Tech Talent And Biology Expertise

Guilliams said a key bit of advice given to him was to “focus on hiring better, smarter people than you.” He said Healx has managed to be attractive as an employer. “We have a hybrid staff between tech and drug discovery. It is difficult to build that kind of team and find the right people. We need experts in their domain but those who are curious and are early tech adopters.”

For example, the company wants to employ those with drug discovery expertise. But they must also have the mind-set that machine learning and technology can change the traditional development model. However, Healx also seeks technology experts who can understand the biology. “Usually the best tech people do not come from pharma or drug discovery – that is not where the best technology has been developed so far,” Guilliams noted, adding that the company has a balance of discovery and technology talent.

A second bit of advice: “Keep the mission and make no trade-offs or concessions.” This has been particularly tough when talking to investors, Guilliams said. “We have sought the right investors for the company who believe in our mission. They believe in a business model focused on getting a drug to market more cheaply and quickly, and therefore being able to charge a price that is not a million dollars per patient.
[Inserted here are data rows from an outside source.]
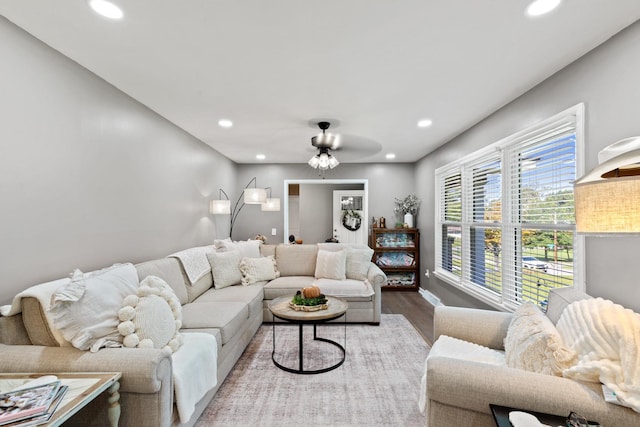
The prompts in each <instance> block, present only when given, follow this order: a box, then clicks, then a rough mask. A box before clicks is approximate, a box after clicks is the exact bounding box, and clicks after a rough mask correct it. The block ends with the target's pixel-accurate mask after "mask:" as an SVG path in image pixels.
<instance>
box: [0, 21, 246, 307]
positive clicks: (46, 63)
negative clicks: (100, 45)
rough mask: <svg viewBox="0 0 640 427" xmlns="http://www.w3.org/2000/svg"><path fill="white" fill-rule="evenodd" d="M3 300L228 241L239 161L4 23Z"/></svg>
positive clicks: (0, 170)
mask: <svg viewBox="0 0 640 427" xmlns="http://www.w3.org/2000/svg"><path fill="white" fill-rule="evenodd" d="M0 40H2V42H1V43H0V58H1V61H2V66H0V94H1V97H0V117H1V118H2V119H1V121H2V125H1V126H0V200H1V201H2V202H1V203H2V209H0V277H1V278H2V285H1V287H0V304H5V303H8V302H10V301H11V298H12V297H13V295H15V294H16V293H17V292H19V291H20V290H22V289H25V288H26V287H28V286H31V285H33V284H36V283H40V282H42V281H48V280H52V279H56V278H60V277H64V276H67V275H68V274H69V273H70V272H71V271H72V270H73V269H74V268H80V269H82V270H84V271H89V270H92V269H96V268H101V267H104V266H108V265H111V264H112V263H114V262H127V261H130V262H138V261H143V260H148V259H152V258H154V257H162V256H165V255H168V254H170V253H171V252H174V251H176V250H179V249H182V248H186V247H190V246H198V245H204V244H208V243H210V242H211V241H212V239H213V238H215V237H217V236H223V237H224V236H226V235H228V225H227V222H226V221H222V220H220V219H218V218H214V217H213V216H211V215H209V213H208V201H209V199H211V198H212V197H211V195H212V194H213V193H214V192H217V189H218V187H219V186H223V187H224V188H225V189H230V191H235V188H234V186H235V179H234V176H235V168H236V166H235V164H234V163H233V162H231V161H230V160H228V159H227V158H226V157H223V156H222V155H220V154H219V153H218V152H216V151H214V150H213V149H211V148H210V147H208V146H207V145H205V144H203V143H201V142H200V141H198V140H196V139H195V138H193V137H191V136H190V135H188V134H186V133H185V132H183V131H182V130H180V129H179V128H177V127H176V126H174V125H172V124H171V123H169V122H168V121H166V120H165V119H163V118H161V117H160V116H158V115H157V114H155V113H154V112H152V111H150V110H149V109H147V108H146V107H144V106H143V105H141V104H139V103H137V102H136V101H134V100H132V99H131V98H129V97H128V96H126V95H124V94H123V93H122V92H120V91H119V90H117V89H116V88H114V87H113V86H110V85H109V84H107V83H106V82H104V81H103V80H101V79H100V78H98V77H97V76H95V75H94V74H92V73H90V72H88V71H87V70H85V69H84V68H82V67H80V66H79V65H77V64H76V63H74V62H72V61H70V60H69V59H68V58H66V57H64V56H63V55H61V54H60V53H58V52H56V51H54V50H52V49H51V48H49V47H47V46H46V45H44V44H43V43H41V42H40V41H38V40H36V39H35V38H33V37H31V36H30V35H28V34H27V33H25V32H24V31H22V30H20V29H19V28H17V27H15V26H14V25H13V24H11V23H9V22H8V21H7V20H5V19H4V18H1V17H0Z"/></svg>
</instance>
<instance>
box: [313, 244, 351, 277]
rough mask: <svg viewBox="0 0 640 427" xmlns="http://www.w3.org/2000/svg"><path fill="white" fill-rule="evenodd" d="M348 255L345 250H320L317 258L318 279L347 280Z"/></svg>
mask: <svg viewBox="0 0 640 427" xmlns="http://www.w3.org/2000/svg"><path fill="white" fill-rule="evenodd" d="M346 261H347V256H346V252H345V251H344V250H341V251H336V252H330V251H323V250H319V251H318V257H317V258H316V274H315V276H316V279H335V280H345V279H346V278H347V277H346V273H345V270H346Z"/></svg>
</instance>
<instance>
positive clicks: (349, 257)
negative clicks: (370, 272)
mask: <svg viewBox="0 0 640 427" xmlns="http://www.w3.org/2000/svg"><path fill="white" fill-rule="evenodd" d="M345 251H346V253H347V261H346V276H347V279H354V280H365V279H366V278H367V274H368V273H369V267H370V266H371V258H372V257H373V249H371V248H368V247H367V248H350V247H347V248H346V249H345Z"/></svg>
This is one of the best decisions we made early on, to say no to investors who were not aligned with the mission.”

Healx has secured more than $70m in financing so far, “with more to come,” according to its leader.

Leaders today need to have a deep expertise in one domain, but be curious about other areas, according to Guilliams. Leaders today “need to be comfortable with trying and failing” and they also “need to be able to switch between getting stuff done immediately and the tactical strategic, longer-term stuff.” Guilliams said it was harder to find people who can do both things.

Healx has targeted people who have worked in large companies but then moved over to start-ups, where traditionally there is a need to be more hands-on and strategies have to evolve quickly. “It’s that mix [we look for], people with profiles that show they have done really well in a large organization but also have shown that they can adapt in a scale-up, start-up environment.”

As one example, Kate Hilyard, Healx’s chief operating officer, was previously corporate vice president at Charles River Discovery, leading a team of more than 400 drug discovery scientists across three countries, and earlier she was head of inflammatory diseases at Roche. However, her extensive career also includes senior leadership positions at the biotech, Cambridge Antibody Technology.

Looking ahead at the road map for Healx, Guilliams said, “It's really about achieving the mission.” He wants to be able to look back in 10 years’ time and be able to count the number of rare diseases, and patients, that have benefited from the company’s discovery and development work. “We want to add scale to drug discovery. We want to create options for rare disease patients that they don’t have today.”